Je dis avec les mamans car annoncer une future maternité n'est pas la même chose qu'annoncer une future paternité. Tout n'est que félicitations et joies à un futur papa. Ce n'est pas toujours la même chose avec une future maman. En outre, dans de nombreux cas, cela signifie abandonner temporairement une carrière par une maman. La durée de cette période temporaire peut être plus courte ou plus longue selon la femme elle-même et le soutien qu'elle reçoit de son environnement ainsi que de son entreprise. Ce sont des choses qui sont déjà considérées comme une sorte d'évidence et c'est ce qui ne devrait pas être accepté. Certaines entreprises mettent en place des installations pour les mères ou les pères pour faciliter la vie de famille, mais très peu peuvent s'en vanter. Après tout, une fille ou un fils est un avenir et leur bien-être, surtout émotionnel, profite à tous.

Des mères espagnoles, j'ai appris une certaine relaxation en élevant des enfants. Si un enfant s'endort un jour plus tard, rien ne se passe et je pense que rien ne se passe vraiment. Les mères polonaises me semblent trop sacrificielles. Ils doivent tout faire à la maison, tout doit être parfait et à l'heure fixée et si ce n'est pas le cas, ils ont un fort sentiment de culpabilité.

La différence la plus importante entre la maternité en Pologne et en Espagne est que les mères polonaises essaient de passer le plus longtemps possible avec leurs jeunes enfants. Ils laissent rarement leurs bébés à la garderie. C'est aussi parce qu'il y a très peu de crèches pour les enfants jusqu'à trois ans.

La Le congé de maternité en Pologne est actuellement de 26 semaines, et à partir de 2013, 26 semaines supplémentaires dont la mère ou le père peuvent profiter. Plus tard, jusqu'à ce que l'enfant atteigne l'âge de quatre ans, un congé peut être demandé.

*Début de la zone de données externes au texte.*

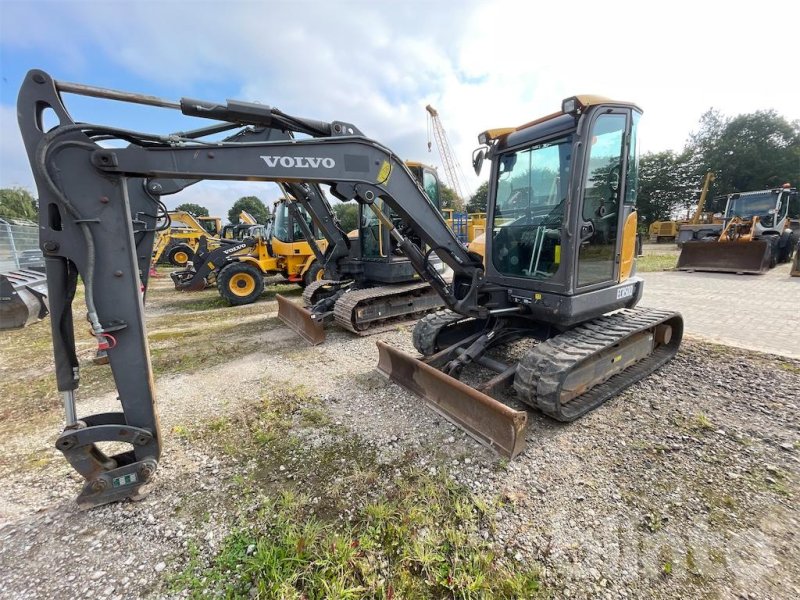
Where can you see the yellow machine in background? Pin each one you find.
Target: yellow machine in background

Les gens qui peuvent en profiter. Sinon, les grands-parents entrent en scène, qui sont un pilier très important de la famille polonaise. Dans de nombreux cas, les grands-parents prennent soin de leurs petits-enfants jusqu'à l'âge de cinq ans, date à laquelle la scolarité obligatoire commence.

Si vous êtes également maman à travers le monde, nous vous invitons à écrire votre expérience et à nous l'envoyer par email avec une photo de vous avec vos enfants. Votre histoire sera revue et publiée sur place.